Sie starrte das bebende Stück Papier an, dann jedes einzelne Teil, das auf diesem Speicher gelandet war, jedes ausgediente Möbelstück, jedes Werkzeug, das nicht mehr gebraucht wurde, jede Holzkiste, die etwas enthielt, was zum Wegwerfen zu schade,aber zur Weiterverwendung nicht gut genug war, einen Holzschuh ihres Großvaters, seine alte Pfeife und den Webrahmen ihrer Großmutter, der schon Jahre vor ihrem Tod nicht mehr funktioniert hatte. Jedes einzelne Teil war von ihrem Vater auf den Speicher getragen worden! Sie sah seine Hände vor sich, schmal und doch stark, verarbeitet, rissig und nie ganz sauber, so heftig er sie auch geschrubbt hatte, seine schlanke Gestalt, sein schmales Gesicht, das kluge Lächeln, wenn er beschloss, über etwas hinwegzusehen, der aufmerksame Blick, wenn er versuchte, etwas zu verstehen, was ihm nicht gefiel. Er hatte sie nie auf seinen Schoß gezogen, nie an sich gedrückt oder liebkost, aber das war in Sylter Familien nicht üblich. Kinder sollten nicht verzärtelt werden, sie mussten früh lernen, dass das Leben hart machte und dass derjenige am besten zurechtkam, der so hart war wie das Leben selbst. Trotzdem hatte sie einen zärtlichen Vater gehabt, der ihr auf andere Weise gezeigt hatte, was sie ihm bedeutete. Nun sollte er nur ein Mann sein, der sich bereit erklärt hatte, bei ihr die Vaterrolle zu übernehmen?

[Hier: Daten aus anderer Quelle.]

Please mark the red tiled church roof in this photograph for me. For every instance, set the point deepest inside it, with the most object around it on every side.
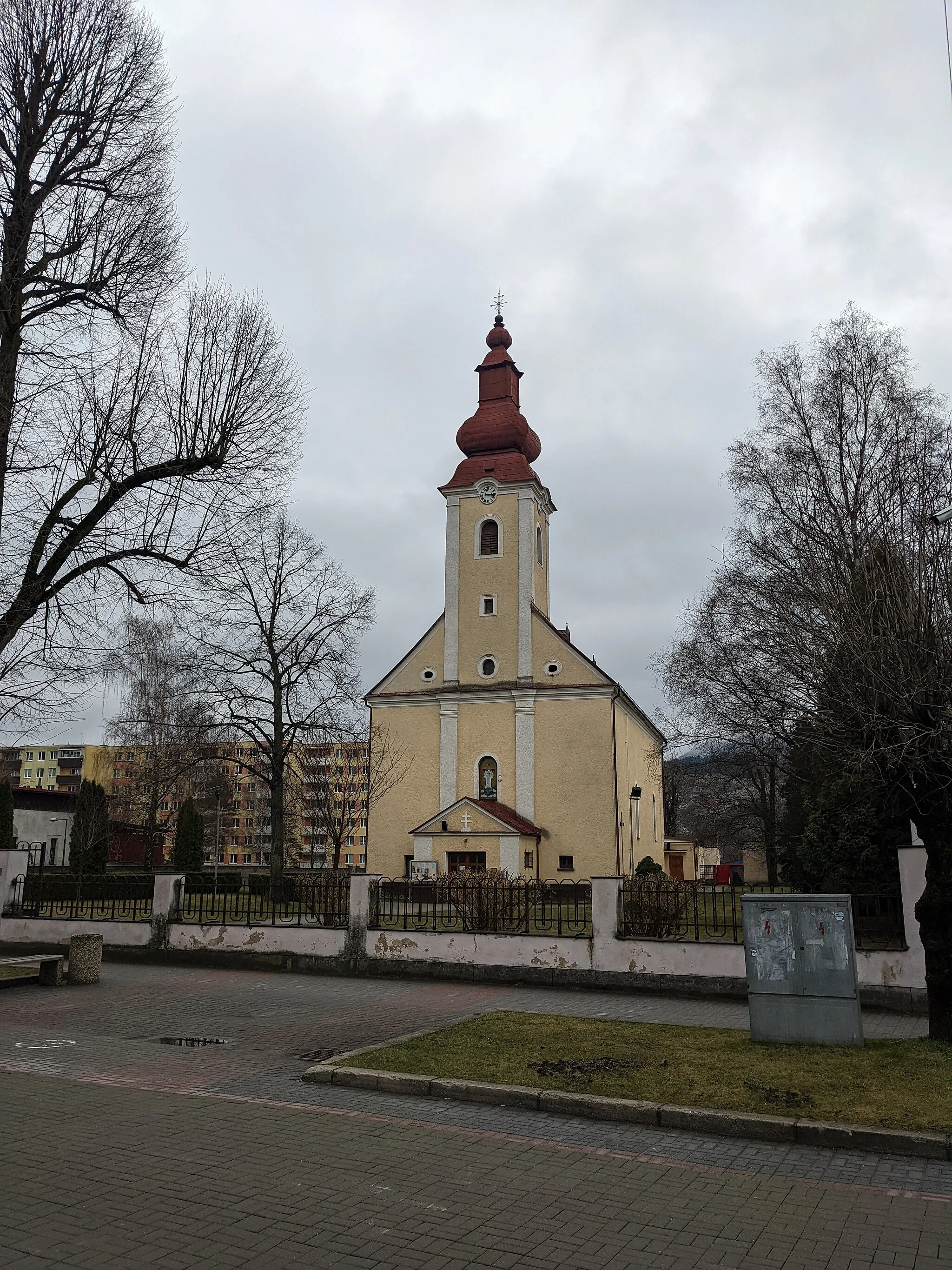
(508, 816)
(498, 426)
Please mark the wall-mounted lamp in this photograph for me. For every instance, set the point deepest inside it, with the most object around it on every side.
(635, 797)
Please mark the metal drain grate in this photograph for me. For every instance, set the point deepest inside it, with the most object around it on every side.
(192, 1041)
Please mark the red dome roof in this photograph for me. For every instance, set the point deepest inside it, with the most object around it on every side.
(498, 425)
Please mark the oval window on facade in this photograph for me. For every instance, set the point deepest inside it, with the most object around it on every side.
(489, 779)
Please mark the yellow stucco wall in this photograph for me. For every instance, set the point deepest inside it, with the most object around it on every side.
(487, 728)
(428, 656)
(416, 797)
(489, 576)
(574, 785)
(639, 758)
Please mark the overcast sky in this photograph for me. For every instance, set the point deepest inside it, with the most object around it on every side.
(661, 190)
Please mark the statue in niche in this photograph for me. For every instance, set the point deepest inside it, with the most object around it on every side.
(489, 779)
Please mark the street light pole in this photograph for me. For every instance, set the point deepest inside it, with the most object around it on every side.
(218, 838)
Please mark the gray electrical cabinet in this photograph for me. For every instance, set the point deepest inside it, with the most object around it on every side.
(801, 970)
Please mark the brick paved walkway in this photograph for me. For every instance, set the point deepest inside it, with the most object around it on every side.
(107, 1161)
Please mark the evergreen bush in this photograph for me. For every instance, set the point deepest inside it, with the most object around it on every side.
(89, 838)
(188, 851)
(6, 817)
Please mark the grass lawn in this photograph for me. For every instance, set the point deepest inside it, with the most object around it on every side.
(894, 1084)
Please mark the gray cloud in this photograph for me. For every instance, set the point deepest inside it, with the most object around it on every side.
(661, 191)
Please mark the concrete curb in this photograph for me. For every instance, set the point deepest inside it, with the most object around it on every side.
(591, 1107)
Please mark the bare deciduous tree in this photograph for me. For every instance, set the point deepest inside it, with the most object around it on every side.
(833, 607)
(135, 419)
(280, 651)
(86, 178)
(164, 717)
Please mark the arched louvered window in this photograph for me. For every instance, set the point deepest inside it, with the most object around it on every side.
(489, 538)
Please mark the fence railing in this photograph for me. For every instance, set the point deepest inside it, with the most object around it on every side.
(61, 896)
(469, 904)
(661, 909)
(322, 898)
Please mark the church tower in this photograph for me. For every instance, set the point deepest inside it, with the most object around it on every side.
(522, 751)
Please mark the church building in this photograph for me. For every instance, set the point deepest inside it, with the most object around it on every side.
(523, 755)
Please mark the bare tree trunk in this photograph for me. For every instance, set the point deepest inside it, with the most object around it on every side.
(277, 786)
(152, 827)
(771, 826)
(932, 911)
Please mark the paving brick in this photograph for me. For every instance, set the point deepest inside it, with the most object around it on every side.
(221, 1157)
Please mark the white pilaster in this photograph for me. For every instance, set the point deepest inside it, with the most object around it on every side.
(526, 753)
(449, 720)
(451, 604)
(527, 581)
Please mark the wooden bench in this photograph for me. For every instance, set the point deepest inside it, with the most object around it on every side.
(50, 967)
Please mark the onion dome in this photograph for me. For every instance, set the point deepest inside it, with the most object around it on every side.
(498, 425)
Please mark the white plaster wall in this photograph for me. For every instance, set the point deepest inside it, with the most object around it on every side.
(890, 970)
(304, 940)
(40, 930)
(666, 957)
(517, 951)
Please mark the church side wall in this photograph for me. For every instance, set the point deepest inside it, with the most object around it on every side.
(639, 758)
(574, 785)
(416, 797)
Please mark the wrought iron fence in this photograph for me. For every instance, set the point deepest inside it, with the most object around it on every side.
(473, 904)
(63, 896)
(661, 909)
(319, 898)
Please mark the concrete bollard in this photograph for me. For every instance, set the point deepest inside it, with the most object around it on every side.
(86, 958)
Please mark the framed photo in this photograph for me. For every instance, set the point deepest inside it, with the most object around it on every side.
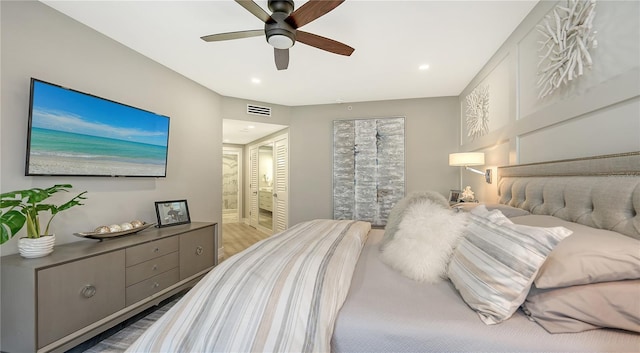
(171, 213)
(454, 196)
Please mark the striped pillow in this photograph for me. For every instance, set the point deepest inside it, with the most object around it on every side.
(496, 262)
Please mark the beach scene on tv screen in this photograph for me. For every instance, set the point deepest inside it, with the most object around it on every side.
(78, 134)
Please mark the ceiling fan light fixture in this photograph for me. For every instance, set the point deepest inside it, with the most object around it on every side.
(280, 41)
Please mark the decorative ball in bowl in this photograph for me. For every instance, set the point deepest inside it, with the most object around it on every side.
(116, 230)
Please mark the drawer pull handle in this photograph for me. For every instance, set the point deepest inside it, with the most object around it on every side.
(88, 291)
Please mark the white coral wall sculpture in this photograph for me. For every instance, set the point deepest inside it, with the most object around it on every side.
(568, 35)
(478, 112)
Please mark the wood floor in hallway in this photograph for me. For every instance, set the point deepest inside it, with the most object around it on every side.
(239, 236)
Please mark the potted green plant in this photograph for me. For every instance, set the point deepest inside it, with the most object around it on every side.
(21, 207)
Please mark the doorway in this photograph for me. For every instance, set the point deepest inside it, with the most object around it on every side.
(269, 184)
(231, 181)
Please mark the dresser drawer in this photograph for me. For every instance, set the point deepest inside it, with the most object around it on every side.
(142, 271)
(197, 251)
(76, 294)
(151, 286)
(148, 251)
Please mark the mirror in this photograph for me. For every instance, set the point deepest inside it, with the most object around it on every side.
(265, 186)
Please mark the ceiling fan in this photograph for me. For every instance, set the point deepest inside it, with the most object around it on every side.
(281, 27)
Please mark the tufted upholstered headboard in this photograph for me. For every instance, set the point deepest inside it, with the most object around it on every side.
(601, 192)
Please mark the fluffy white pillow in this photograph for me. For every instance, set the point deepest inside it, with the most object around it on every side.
(424, 241)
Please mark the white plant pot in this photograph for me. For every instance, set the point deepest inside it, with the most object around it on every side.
(36, 247)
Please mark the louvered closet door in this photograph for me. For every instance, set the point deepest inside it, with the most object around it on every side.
(253, 198)
(281, 182)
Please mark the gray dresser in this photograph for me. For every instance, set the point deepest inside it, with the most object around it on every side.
(56, 302)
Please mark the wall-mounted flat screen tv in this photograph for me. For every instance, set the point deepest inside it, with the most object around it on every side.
(78, 134)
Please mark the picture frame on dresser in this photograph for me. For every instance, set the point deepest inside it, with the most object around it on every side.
(172, 212)
(454, 196)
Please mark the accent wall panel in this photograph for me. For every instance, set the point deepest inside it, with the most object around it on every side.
(368, 168)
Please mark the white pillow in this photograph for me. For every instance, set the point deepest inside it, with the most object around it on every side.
(496, 262)
(424, 241)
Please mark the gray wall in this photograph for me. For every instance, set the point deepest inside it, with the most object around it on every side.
(430, 126)
(38, 41)
(598, 113)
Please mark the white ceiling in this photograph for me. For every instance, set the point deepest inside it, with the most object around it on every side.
(391, 40)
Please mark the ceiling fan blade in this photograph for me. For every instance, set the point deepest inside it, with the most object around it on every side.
(282, 58)
(233, 35)
(310, 11)
(323, 43)
(255, 9)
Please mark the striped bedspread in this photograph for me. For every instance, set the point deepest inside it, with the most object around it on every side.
(280, 295)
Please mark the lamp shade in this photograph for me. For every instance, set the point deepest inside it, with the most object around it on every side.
(466, 158)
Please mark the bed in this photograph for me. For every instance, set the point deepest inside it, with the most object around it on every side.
(326, 285)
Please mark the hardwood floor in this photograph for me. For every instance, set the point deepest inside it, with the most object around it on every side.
(239, 236)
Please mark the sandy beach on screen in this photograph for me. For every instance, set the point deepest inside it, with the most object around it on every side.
(81, 166)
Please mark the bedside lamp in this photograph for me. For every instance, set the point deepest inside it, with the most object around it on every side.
(470, 158)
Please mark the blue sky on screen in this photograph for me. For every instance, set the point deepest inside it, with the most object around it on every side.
(65, 110)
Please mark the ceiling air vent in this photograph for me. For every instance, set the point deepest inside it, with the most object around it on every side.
(258, 110)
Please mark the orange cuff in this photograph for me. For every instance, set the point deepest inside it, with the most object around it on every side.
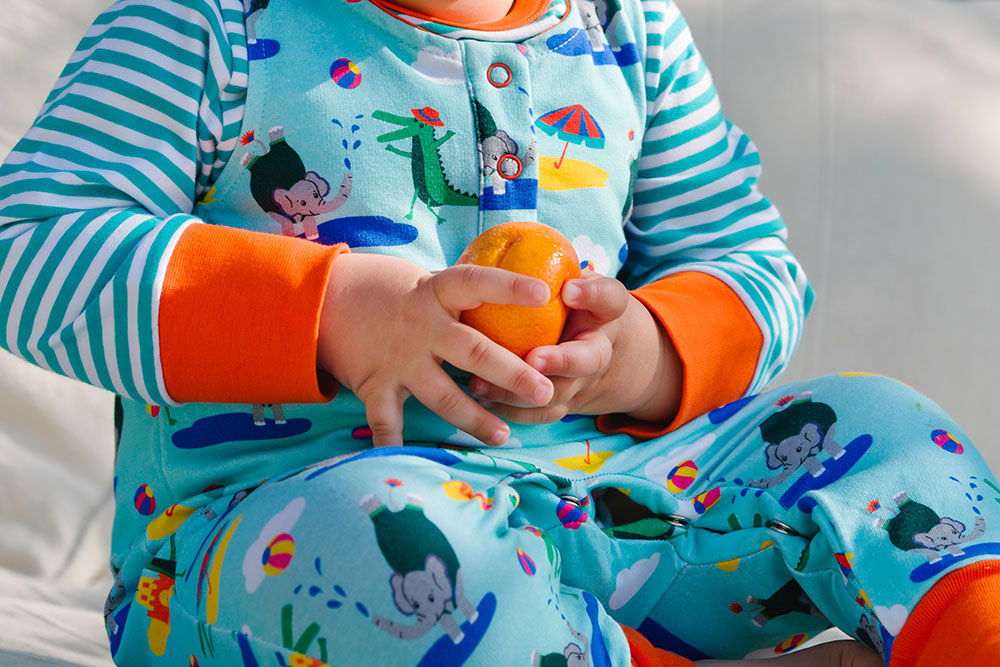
(645, 654)
(956, 623)
(717, 340)
(239, 317)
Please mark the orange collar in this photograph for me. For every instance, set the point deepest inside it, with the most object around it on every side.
(524, 12)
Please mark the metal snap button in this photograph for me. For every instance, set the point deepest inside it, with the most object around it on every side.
(781, 527)
(499, 75)
(509, 166)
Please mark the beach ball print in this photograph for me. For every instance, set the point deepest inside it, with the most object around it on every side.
(703, 502)
(278, 554)
(947, 441)
(791, 643)
(682, 476)
(571, 515)
(145, 503)
(345, 73)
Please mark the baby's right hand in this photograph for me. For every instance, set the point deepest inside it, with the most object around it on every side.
(387, 324)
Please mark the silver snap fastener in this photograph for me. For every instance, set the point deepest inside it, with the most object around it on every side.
(499, 75)
(781, 527)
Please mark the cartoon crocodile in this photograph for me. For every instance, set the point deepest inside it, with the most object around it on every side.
(429, 180)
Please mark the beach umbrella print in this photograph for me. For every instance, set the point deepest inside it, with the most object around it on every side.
(572, 124)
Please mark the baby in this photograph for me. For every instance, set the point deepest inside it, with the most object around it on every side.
(238, 208)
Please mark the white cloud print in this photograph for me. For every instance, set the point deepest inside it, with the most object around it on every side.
(439, 66)
(592, 253)
(281, 522)
(892, 618)
(463, 439)
(629, 581)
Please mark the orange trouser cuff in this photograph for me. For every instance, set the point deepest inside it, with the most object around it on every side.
(645, 654)
(957, 624)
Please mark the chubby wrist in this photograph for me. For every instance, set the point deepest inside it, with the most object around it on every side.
(660, 372)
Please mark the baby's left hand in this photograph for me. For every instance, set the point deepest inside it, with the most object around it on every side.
(613, 357)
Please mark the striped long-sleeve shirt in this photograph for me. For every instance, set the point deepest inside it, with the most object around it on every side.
(97, 203)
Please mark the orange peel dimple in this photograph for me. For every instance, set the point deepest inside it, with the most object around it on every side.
(531, 249)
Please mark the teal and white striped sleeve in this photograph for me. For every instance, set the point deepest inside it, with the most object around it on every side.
(95, 197)
(697, 210)
(105, 276)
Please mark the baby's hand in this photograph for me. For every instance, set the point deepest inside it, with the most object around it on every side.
(614, 357)
(387, 324)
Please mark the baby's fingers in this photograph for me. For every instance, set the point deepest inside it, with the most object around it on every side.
(466, 286)
(441, 395)
(604, 298)
(586, 356)
(384, 413)
(472, 351)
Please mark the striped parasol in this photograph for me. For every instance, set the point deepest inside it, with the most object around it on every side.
(572, 123)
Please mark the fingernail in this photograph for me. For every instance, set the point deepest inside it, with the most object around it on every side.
(499, 437)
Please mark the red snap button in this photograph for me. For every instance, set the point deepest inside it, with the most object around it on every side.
(499, 75)
(509, 166)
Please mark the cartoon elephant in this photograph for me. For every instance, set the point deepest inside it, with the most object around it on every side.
(916, 527)
(589, 10)
(501, 163)
(427, 578)
(869, 635)
(259, 415)
(573, 655)
(288, 193)
(787, 599)
(252, 9)
(114, 600)
(797, 434)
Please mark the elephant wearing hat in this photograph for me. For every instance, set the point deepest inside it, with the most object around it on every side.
(427, 578)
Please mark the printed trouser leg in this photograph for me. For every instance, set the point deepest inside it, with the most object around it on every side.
(838, 500)
(380, 560)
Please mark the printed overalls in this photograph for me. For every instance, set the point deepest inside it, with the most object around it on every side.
(274, 535)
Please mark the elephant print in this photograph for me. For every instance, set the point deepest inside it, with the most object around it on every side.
(258, 410)
(427, 578)
(869, 635)
(501, 163)
(916, 527)
(252, 9)
(787, 599)
(574, 654)
(287, 192)
(796, 435)
(590, 12)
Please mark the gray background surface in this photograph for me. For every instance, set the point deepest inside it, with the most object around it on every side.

Vorsichtig, mit steifen Beinen, stieg sie die Treppe hinab, darauf bedacht, dass das Blatt Papier keinen Schaden nahm. Sie öffnete leise die Tür, hörte Insa noch immer im Erdgeschoss mit den Soldaten reden und ging in ihr Zimmer. Sie holte das Tagebuch ihrer Mutter unter der Matratze hervor und legte das Blatt sorgfältig hinein. Dann schob sie es zurück und ging zum Spiegel.
»Die Augen hat sie von ihrem Vater«, hatte sie die Leute oft sagen hören. Und sie hatte ihrem Vater in die Augen gesehen und festgestellt, dass alle recht hatten. Auch er hatte graue Augen mit braunen und grünen Splittern. Genau wie Insa! Und das sollte nun nicht mehr gelten?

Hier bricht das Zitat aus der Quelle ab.